With "I Kidnapped Kim Kardashian", we obviously didn't expect a feminist thriller. But also not its exact opposite: a macho story that had so much more to say.

Fortunately, Kim Kardashian has beauty, wealth and power on her side, because what does it put in her face … Like this book, released on February 4, 2021 and soberly titled I kidnapped Kim Kardashian (archipelago ed.). His author ? Yunice Abbas, one of the gang members "papis", to use his words and those of the journalists he loathes, authors of the heist of the Kardashian jewelry in October 2016. A great idea than to make a book, less to promote it with a bang, knowing that we will return to the closet soon (Yunice Abbas is awaiting the date of his trial at the Assizes) and that Kim K. herself Said she was extremely traumatized by the case – at first she believed she was an attempted rape, then she was going to be killed.

Animator, Model

born 21/10/1980


There are some criticisms to be made about this book that everyone is talking about. First, to be a first-person story that, if kept crisp, is uncomfortable. Here, the stolen star is told by his robber, but only through extracts from the press, and never to see himself humanized. After all, isn't she to Yunice Abbas a bimbo with no other interest than her nest egg? There are also his clichés worthy of the most old-fashioned thrillers: the delinquents of yesteryear who had real values ​​and not just croquignette names like "the Pince", the cops and thugs who are made of the same wood (the one we made of real men), the "big cops" who are equaled only by the "big bandits" … Men, again and again, told with a catchy style but not really of his century. Yet there was material for another story, that of a class struggle in the 2000s version, which manages to spring between the pages of the book.
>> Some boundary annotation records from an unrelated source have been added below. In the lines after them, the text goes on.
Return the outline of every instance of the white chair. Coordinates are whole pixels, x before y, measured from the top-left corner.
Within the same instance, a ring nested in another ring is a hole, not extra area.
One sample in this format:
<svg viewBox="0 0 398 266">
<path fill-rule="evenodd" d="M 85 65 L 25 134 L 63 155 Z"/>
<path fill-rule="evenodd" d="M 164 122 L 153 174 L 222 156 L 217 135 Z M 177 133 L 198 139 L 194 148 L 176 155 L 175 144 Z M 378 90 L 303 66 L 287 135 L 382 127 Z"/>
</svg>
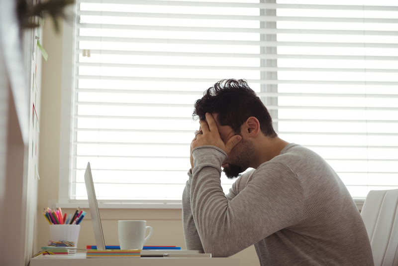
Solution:
<svg viewBox="0 0 398 266">
<path fill-rule="evenodd" d="M 370 240 L 375 266 L 398 266 L 398 189 L 371 190 L 361 215 Z"/>
</svg>

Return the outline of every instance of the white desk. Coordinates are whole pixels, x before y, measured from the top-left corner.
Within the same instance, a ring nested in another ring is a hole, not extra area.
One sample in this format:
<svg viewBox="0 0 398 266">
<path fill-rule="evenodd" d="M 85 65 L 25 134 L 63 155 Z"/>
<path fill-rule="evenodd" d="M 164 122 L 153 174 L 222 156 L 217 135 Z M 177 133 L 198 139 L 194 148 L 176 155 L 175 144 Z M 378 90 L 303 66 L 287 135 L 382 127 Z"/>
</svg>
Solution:
<svg viewBox="0 0 398 266">
<path fill-rule="evenodd" d="M 75 256 L 39 255 L 30 260 L 30 266 L 239 266 L 232 258 L 140 258 L 86 259 L 86 253 Z"/>
</svg>

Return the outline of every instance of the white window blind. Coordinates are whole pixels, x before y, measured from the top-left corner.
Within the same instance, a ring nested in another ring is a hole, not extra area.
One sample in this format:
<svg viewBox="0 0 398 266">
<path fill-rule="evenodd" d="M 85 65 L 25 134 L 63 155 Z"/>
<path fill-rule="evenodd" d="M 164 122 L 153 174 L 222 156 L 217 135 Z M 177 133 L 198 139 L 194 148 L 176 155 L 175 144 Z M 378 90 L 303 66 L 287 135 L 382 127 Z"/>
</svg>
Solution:
<svg viewBox="0 0 398 266">
<path fill-rule="evenodd" d="M 244 1 L 78 1 L 69 199 L 90 161 L 101 200 L 181 202 L 193 104 L 228 78 L 353 197 L 398 187 L 398 4 Z"/>
</svg>

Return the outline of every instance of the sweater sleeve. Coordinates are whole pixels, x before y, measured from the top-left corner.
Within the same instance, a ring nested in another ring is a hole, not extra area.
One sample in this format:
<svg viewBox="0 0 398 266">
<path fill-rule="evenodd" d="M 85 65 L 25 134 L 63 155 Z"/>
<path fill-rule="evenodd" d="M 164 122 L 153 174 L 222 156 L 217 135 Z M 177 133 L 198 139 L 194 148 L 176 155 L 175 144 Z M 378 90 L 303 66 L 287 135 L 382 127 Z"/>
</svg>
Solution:
<svg viewBox="0 0 398 266">
<path fill-rule="evenodd" d="M 228 200 L 219 178 L 226 154 L 209 146 L 198 147 L 192 154 L 191 209 L 206 253 L 231 256 L 302 219 L 302 189 L 288 166 L 262 164 L 246 187 Z"/>
<path fill-rule="evenodd" d="M 198 234 L 195 222 L 191 210 L 190 191 L 192 172 L 191 169 L 188 171 L 188 180 L 183 192 L 183 229 L 185 238 L 185 245 L 187 250 L 199 250 L 204 253 L 200 238 Z"/>
</svg>

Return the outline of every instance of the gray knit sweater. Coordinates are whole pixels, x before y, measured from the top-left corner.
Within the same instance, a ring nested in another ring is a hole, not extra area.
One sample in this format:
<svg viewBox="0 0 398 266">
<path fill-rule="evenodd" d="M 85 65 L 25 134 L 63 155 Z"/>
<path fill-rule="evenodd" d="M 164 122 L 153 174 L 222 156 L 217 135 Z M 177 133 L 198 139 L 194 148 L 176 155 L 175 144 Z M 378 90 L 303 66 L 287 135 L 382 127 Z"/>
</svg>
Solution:
<svg viewBox="0 0 398 266">
<path fill-rule="evenodd" d="M 264 266 L 374 265 L 355 203 L 313 151 L 288 145 L 242 175 L 226 195 L 219 178 L 226 154 L 202 146 L 192 154 L 183 194 L 187 249 L 228 257 L 254 244 Z"/>
</svg>

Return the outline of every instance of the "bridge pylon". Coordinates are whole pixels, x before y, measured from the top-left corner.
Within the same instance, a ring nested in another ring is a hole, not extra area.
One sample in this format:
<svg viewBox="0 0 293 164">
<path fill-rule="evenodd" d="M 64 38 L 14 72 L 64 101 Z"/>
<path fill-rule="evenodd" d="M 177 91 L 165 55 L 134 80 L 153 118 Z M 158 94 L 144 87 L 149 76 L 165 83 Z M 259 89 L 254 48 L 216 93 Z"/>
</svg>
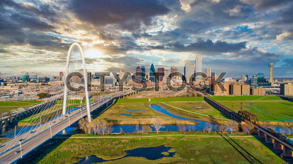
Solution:
<svg viewBox="0 0 293 164">
<path fill-rule="evenodd" d="M 68 96 L 73 97 L 71 98 L 71 100 L 76 100 L 76 97 L 78 97 L 77 98 L 78 98 L 81 92 L 82 93 L 84 92 L 85 93 L 88 122 L 90 122 L 91 120 L 88 86 L 88 83 L 90 82 L 88 81 L 90 78 L 87 77 L 82 49 L 80 45 L 77 43 L 72 44 L 69 48 L 67 54 L 66 65 L 63 72 L 64 86 L 62 115 L 64 115 L 66 113 Z M 62 77 L 60 77 L 61 78 Z"/>
</svg>

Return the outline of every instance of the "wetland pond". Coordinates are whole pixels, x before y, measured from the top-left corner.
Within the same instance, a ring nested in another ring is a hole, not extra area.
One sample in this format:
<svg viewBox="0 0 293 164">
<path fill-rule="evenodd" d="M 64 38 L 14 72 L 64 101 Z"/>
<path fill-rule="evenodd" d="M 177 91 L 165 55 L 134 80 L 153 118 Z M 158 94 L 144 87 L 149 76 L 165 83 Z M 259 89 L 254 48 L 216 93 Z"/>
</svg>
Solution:
<svg viewBox="0 0 293 164">
<path fill-rule="evenodd" d="M 166 147 L 164 145 L 150 147 L 140 147 L 132 150 L 126 150 L 125 152 L 127 155 L 123 157 L 112 160 L 106 160 L 97 157 L 95 155 L 81 158 L 81 160 L 74 164 L 89 164 L 97 162 L 102 162 L 114 160 L 127 157 L 142 157 L 149 160 L 156 160 L 164 157 L 173 157 L 175 152 L 168 152 L 171 147 Z M 163 154 L 163 153 L 164 153 Z M 166 154 L 164 155 L 164 154 Z"/>
</svg>

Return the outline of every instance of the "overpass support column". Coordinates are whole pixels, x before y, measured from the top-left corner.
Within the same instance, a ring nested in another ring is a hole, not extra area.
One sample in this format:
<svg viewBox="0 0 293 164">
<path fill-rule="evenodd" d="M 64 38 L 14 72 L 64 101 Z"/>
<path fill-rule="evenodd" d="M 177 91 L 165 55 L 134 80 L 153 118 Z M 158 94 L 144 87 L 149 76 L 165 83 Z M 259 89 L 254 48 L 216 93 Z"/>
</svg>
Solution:
<svg viewBox="0 0 293 164">
<path fill-rule="evenodd" d="M 252 134 L 255 135 L 258 134 L 258 131 L 257 130 L 257 129 L 255 128 L 253 132 L 252 132 Z"/>
<path fill-rule="evenodd" d="M 5 126 L 7 127 L 9 126 L 9 124 L 8 124 L 8 123 L 9 122 L 9 121 L 8 120 L 5 120 L 4 121 L 5 122 Z"/>
<path fill-rule="evenodd" d="M 283 157 L 292 157 L 292 152 L 290 150 L 290 149 L 286 146 L 284 146 L 283 149 L 283 154 L 282 155 Z"/>
<path fill-rule="evenodd" d="M 273 144 L 273 149 L 283 150 L 283 145 L 281 144 L 280 142 L 274 140 L 274 143 Z"/>
<path fill-rule="evenodd" d="M 265 134 L 261 131 L 258 131 L 258 138 L 265 138 Z"/>
<path fill-rule="evenodd" d="M 267 135 L 265 135 L 265 142 L 269 144 L 272 144 L 273 143 L 272 139 L 270 137 L 268 136 Z"/>
</svg>

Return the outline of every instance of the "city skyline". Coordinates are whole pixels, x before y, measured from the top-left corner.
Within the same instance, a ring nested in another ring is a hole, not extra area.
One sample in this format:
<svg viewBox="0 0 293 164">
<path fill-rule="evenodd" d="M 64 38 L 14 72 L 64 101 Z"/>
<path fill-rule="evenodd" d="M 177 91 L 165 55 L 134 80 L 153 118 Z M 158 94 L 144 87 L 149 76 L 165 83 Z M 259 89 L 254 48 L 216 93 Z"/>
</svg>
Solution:
<svg viewBox="0 0 293 164">
<path fill-rule="evenodd" d="M 1 2 L 1 76 L 56 76 L 76 42 L 93 72 L 154 63 L 183 72 L 201 55 L 203 70 L 226 77 L 268 77 L 270 62 L 274 77 L 293 77 L 290 1 L 32 2 Z"/>
</svg>

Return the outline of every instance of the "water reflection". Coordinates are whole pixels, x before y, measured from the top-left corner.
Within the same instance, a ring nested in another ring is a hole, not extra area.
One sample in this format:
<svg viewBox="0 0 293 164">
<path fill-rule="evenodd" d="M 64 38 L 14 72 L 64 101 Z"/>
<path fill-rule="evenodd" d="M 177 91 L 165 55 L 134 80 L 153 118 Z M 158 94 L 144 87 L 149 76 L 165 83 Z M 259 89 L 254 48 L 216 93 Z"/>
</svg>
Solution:
<svg viewBox="0 0 293 164">
<path fill-rule="evenodd" d="M 126 150 L 125 152 L 127 155 L 122 158 L 113 160 L 106 160 L 97 157 L 95 155 L 82 158 L 81 160 L 78 162 L 74 164 L 88 164 L 97 162 L 102 162 L 117 160 L 128 157 L 142 157 L 149 160 L 156 160 L 164 157 L 173 157 L 175 152 L 169 152 L 168 151 L 172 148 L 171 147 L 166 147 L 164 145 L 158 146 L 150 147 L 140 147 L 133 150 Z M 165 152 L 166 155 L 162 153 Z"/>
</svg>

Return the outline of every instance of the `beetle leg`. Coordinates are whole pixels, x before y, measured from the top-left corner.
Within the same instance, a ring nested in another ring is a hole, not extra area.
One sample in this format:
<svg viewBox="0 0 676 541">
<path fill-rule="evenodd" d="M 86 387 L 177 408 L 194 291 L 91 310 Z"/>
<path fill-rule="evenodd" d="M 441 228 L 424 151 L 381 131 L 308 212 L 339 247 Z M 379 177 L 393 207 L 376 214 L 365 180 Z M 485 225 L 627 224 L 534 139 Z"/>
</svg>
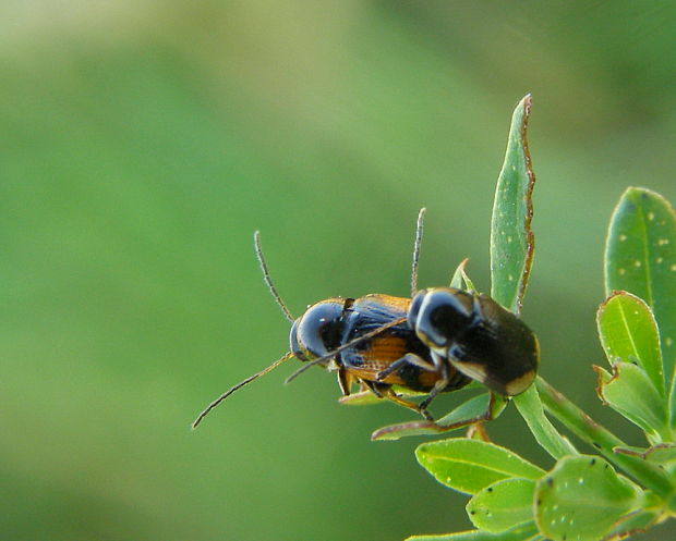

Under the buzz, the misery

Too bad that the editor of Yunice Abbas has chosen the bias of bling, which sparkles from the golden cover on a black background with additional false diams'. Because once you get rid of all the buzzers from the book today (a it girl, money and an inescapable passage at Hanouna), its author depicts a dark reality: that of the misery which eats away the less fortunate, the unpaid bills which screw up small businesses, the sons of Maghreb immigrants who miss a brilliant father but obliged to kill themselves laying rails.
In the late 1970s, Yunice Abbas ran a small radio accessory assembly business. To face the debts, he scams and the justice hits him hard, as she knows so well with blue collar delinquency. He also describes the hell of the jail in the homeland of human rights, a bit like the wife, too, who will end up plucked after the final police raid, and her meager savings seized, but never returned.

Yunice Abbas sows, according to the book and like pearls escaping from his robber's bag, moments of life in shades of gray, unfortunately drowned between two virilist projections (this nice pimp who sets foot in the stirrup of delinquency, this braco buddy that we love because"he has balls", the TV show of the star called "rosewater nanar"...). Too bad, we suddenly miss the real subject: if Kim Kardashian, daughter of a lawyer and multimillionaire, and Yunice Abbas, the mechanic born in Clichy-sous-Bois, evolve on the same planet, they will never belong to the same world. Denouncing this violence required giving up its share of the buzz. But it had to be that to touch the cake.